HU-JUNG KIM
Chez HU-JUNG KIM, la Corée du Sud n'est pas seulement un cadre de modernité nerveuse ou de densité urbaine. Elle devient un lieu où les affects circulent sous pression, où la surface lisse des comportements cache mal des failles plus profondes. Cette tension, qui traverse une grande part du cinéma sud-coréen récent, prend chez elle une tonalité plus intime, plus délicatement inquiétante. C'est là que son travail se détache au sein des Années 2010 et des Années 2020.
HU-JUNG KIM semble filmer le moment où une émotion contenue cesse d'être privée pour contaminer l'espace lui-même.
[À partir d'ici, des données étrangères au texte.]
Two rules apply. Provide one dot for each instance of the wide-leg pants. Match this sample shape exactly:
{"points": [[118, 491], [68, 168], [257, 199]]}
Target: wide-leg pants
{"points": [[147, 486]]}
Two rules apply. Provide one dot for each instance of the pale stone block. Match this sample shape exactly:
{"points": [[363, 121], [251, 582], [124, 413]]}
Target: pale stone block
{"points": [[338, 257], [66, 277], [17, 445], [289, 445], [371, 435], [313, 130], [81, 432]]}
Le monde visible change alors légèrement de poids. Une pièce paraît plus froide, une relation plus instable, un geste plus chargé qu'il ne devrait l'être. Cette science du déplacement minime lui permet d'installer une tension durable sans recourir à la démonstration. Elle fait partie de ces cinéastes qui savent qu'une scène peut devenir troublante non parce qu'il s'y passe beaucoup, mais parce que tout y semble trop contrôlé.
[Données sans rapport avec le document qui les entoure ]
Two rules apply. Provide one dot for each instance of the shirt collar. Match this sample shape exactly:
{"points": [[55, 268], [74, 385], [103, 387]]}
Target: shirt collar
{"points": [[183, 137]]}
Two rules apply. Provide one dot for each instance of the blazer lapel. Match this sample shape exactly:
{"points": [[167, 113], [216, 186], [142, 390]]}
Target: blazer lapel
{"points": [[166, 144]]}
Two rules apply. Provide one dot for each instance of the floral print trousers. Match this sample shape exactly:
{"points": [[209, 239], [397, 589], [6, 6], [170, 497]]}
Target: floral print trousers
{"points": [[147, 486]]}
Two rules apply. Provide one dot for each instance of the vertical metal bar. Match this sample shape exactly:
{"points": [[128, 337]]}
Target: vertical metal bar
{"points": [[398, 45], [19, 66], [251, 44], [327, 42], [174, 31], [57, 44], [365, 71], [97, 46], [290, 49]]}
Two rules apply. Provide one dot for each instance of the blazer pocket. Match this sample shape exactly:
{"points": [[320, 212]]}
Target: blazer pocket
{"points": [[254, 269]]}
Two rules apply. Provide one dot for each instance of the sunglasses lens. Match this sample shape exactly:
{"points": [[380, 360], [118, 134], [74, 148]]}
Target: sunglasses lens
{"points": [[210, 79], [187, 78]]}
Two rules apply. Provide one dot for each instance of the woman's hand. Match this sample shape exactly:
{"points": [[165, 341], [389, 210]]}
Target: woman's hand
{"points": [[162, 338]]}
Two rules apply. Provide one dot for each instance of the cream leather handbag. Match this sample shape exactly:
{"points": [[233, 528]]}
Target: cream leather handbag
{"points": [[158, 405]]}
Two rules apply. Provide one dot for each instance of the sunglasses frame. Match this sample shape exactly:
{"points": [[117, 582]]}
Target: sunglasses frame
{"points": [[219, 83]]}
Ce rapport au contrôle est central. Dans ses films, les personnages cherchent souvent à maintenir une forme, à tenir leur rôle, à préserver une continuité affective ou sociale. Or c'est précisément cet effort qui finit par produire la fissure. La maîtrise devient masque, puis fatigue, puis menace. On touche ici à une forme de fantastique émotionnel, où l'angoisse naît de la difficulté à rester cohérent dans un monde qui exige sans cesse la performance de soi.
Le contexte de la Corée du Sud est particulièrement fécond pour une telle approche. Entre intensité des normes sociales, accélération urbaine et coexistence de registres très différents dans la culture populaire, le cinéma peut y explorer des formes d'étrangeté profondément contemporaines. HU-JUNG KIM le fait sans se réfugier dans le commentaire sociologique direct. Elle préfère laisser les structures se manifester dans les comportements, les silences, les désaccords minuscules entre ce que l'on ressent et ce que l'on montre.
Sa mise en scène paraît guidée par une belle confiance dans la durée juste. Elle n'écrase pas les scènes sous la signification. Elle leur permet de se charger progressivement. Un regard trop fixe, une parole retenue, un cadre qui laisse un peu trop de vide : il suffit souvent de ces écarts pour que le film atteigne une vraie densité. Cette précision est précieuse, parce qu'elle évite autant la sécheresse conceptuelle que l'excès mélodramatique.
On imagine sans peine son travail circuler dans des contextes comme Busan ou Jeonju, c'est-à-dire là où l'on sait encore reconnaître les formes discrètes mais incisives du cinéma coréen d'auteur. Il y trouverait une place naturelle, tant son œuvre semble tenir ensemble attention psychique et tension formelle.
Voir HU-JUNG KIM, c'est découvrir un cinéma pour lequel l'inquiétude ne relève pas d'une rupture spectaculaire avec le réel. Elle est déjà contenue dans la manière d'habiter le monde, de parler, de se taire, de supporter les attentes. Ses films avancent avec calme, mais ce calme n'est qu'une membrane. Dès qu'elle se tend un peu trop, toute la scène commence à vibrer.